For evaluations in clinical trials, investigators have used the traditional four-point scales of the California Dental Association or that used by the U.S. Public Health Service that generally list two categories (Alpha and Bravo and or Romeo and Sierra) for acceptable performance, and two categories for unacceptable performance (Charlie and Delta or Sierra and Tango, respectively). However, to assist biomaterials scientists and dental practitioners with decision-making that is relevant for prosthetic treatments, much more specific information is needed to ensure that our probabilities of success or failure are reasonably accurate and reproducible from one population to another.
A more “sensitive” list of criteria for evaluating the performance of restorative materials has been proposed as compared with those developed by the California Dental Association (CDA) in 1973 and published in 1977 , and those later described by Ryge . The CDA system was set up to evaluate restoration quality, but it also covered 14 other components of dental care including history and clinical examination, radiographic examination, diagnosis, treatment planning, and all other aspects of clinical dentistry. Hickel et al. seem to have ignored or overlooked these broad-ranging objectives of the CDA system that covered many more variables than restoration quality.

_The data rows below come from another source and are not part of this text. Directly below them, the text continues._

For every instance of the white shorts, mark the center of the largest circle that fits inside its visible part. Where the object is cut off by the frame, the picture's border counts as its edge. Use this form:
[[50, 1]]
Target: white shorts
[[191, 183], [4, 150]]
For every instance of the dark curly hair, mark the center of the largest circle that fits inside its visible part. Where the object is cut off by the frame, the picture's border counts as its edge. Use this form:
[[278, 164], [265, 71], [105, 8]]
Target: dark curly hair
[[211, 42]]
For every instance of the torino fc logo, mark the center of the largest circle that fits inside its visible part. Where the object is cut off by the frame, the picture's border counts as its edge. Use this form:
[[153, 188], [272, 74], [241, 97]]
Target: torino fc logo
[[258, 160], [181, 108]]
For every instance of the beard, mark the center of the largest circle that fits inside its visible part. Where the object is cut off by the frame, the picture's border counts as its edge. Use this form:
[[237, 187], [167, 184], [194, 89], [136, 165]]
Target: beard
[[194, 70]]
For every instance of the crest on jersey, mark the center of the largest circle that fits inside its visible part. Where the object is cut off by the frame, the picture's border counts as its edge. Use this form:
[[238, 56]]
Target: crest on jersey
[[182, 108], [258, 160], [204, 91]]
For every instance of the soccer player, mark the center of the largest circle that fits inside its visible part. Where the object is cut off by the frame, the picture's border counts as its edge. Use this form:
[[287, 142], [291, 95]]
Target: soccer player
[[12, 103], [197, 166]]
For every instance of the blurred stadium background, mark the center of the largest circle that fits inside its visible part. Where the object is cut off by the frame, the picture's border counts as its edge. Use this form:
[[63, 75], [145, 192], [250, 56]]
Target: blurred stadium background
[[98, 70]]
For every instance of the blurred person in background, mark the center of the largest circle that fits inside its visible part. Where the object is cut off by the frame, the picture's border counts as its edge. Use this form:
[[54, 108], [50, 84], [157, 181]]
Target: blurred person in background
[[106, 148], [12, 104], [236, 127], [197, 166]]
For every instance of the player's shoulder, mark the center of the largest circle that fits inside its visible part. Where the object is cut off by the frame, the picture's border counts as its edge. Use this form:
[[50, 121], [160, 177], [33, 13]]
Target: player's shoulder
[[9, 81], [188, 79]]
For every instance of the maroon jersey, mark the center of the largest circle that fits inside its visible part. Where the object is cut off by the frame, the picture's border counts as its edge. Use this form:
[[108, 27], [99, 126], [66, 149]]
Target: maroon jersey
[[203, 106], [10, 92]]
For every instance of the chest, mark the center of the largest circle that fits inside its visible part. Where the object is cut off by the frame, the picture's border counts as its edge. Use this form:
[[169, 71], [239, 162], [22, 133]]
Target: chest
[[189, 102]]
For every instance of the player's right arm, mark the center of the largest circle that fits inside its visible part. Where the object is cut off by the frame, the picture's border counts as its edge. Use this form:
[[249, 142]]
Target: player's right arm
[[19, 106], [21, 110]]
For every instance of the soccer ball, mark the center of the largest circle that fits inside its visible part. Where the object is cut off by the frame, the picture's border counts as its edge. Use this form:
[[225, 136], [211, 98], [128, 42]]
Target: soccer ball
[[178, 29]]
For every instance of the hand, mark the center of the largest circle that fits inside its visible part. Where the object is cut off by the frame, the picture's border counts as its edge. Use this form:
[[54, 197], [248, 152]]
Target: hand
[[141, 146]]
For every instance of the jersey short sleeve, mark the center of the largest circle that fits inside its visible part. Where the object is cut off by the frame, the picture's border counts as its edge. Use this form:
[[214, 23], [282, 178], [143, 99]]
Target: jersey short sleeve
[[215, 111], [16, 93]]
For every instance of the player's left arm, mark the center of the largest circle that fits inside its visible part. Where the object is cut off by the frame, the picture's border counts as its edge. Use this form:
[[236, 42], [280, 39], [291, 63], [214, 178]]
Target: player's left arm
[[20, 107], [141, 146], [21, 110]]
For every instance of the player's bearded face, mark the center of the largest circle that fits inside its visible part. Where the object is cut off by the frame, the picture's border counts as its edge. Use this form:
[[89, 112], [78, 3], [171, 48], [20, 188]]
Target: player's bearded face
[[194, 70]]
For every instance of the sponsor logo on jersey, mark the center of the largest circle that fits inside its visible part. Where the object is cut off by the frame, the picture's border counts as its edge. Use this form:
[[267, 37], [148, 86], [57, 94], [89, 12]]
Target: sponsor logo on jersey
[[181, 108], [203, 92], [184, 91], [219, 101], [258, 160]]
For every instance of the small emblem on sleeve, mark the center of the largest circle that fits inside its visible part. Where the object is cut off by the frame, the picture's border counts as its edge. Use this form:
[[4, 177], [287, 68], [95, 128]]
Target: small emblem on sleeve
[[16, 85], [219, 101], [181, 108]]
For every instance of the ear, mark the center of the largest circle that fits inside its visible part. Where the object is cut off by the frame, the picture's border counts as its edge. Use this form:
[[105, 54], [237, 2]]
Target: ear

Hickel et al. criticized the insensitivity and the lack of rigor of previous approaches for evaluating the performance of restorative materials in clinical studies. Instead, these investigators proposed that future clinical studies on new materials and procedures be conducted as randomized, controlled trials with a clear hypothesis and protocol description to allow meta-analyses to be performed. In addition, they proposed three categories (esthetic, functional, and biological) to simplify clinical evaluation procedures and to encourage a more detailed analysis of failures. Of greatest significance in this report is the final recommendation that journal editors allow sufficient space for authors of RCTs to report all of the relevant data as outlined in this proposal. As stated earlier, the lack of detailed information on technical complications such as chipping fractures, refinishing, repairs, and bulk fractures represents a major deficiency of previous reports on performance and survival of ceramic and metal–ceramic restorations. Thus, this recommendation should receive the greatest attention in the future. However, the specific allocation criteria for esthetic, functional, and biological properties outlined in Table 2 of their report fall far short of the types of details that are needed to more clearly identify the causes of chipping fracture or bulk fracture of ceramic and metal–ceramic prostheses. Although one of the categories of criteria for clinical observation is focused on “fractures and retention,” there are insufficient descriptive details to ensure that information such as prosthesis dimensions, evidence of bruxing, occlusion, grinding damage, specific location and size of each crack, chip, or fracture will be captured. On the positive side, their criteria included a category called “patient’s view”, for which a rating of a “clinically poor” restoration could lead to a replacement simply solely because the patient may be completely dissatisfied with the restoration.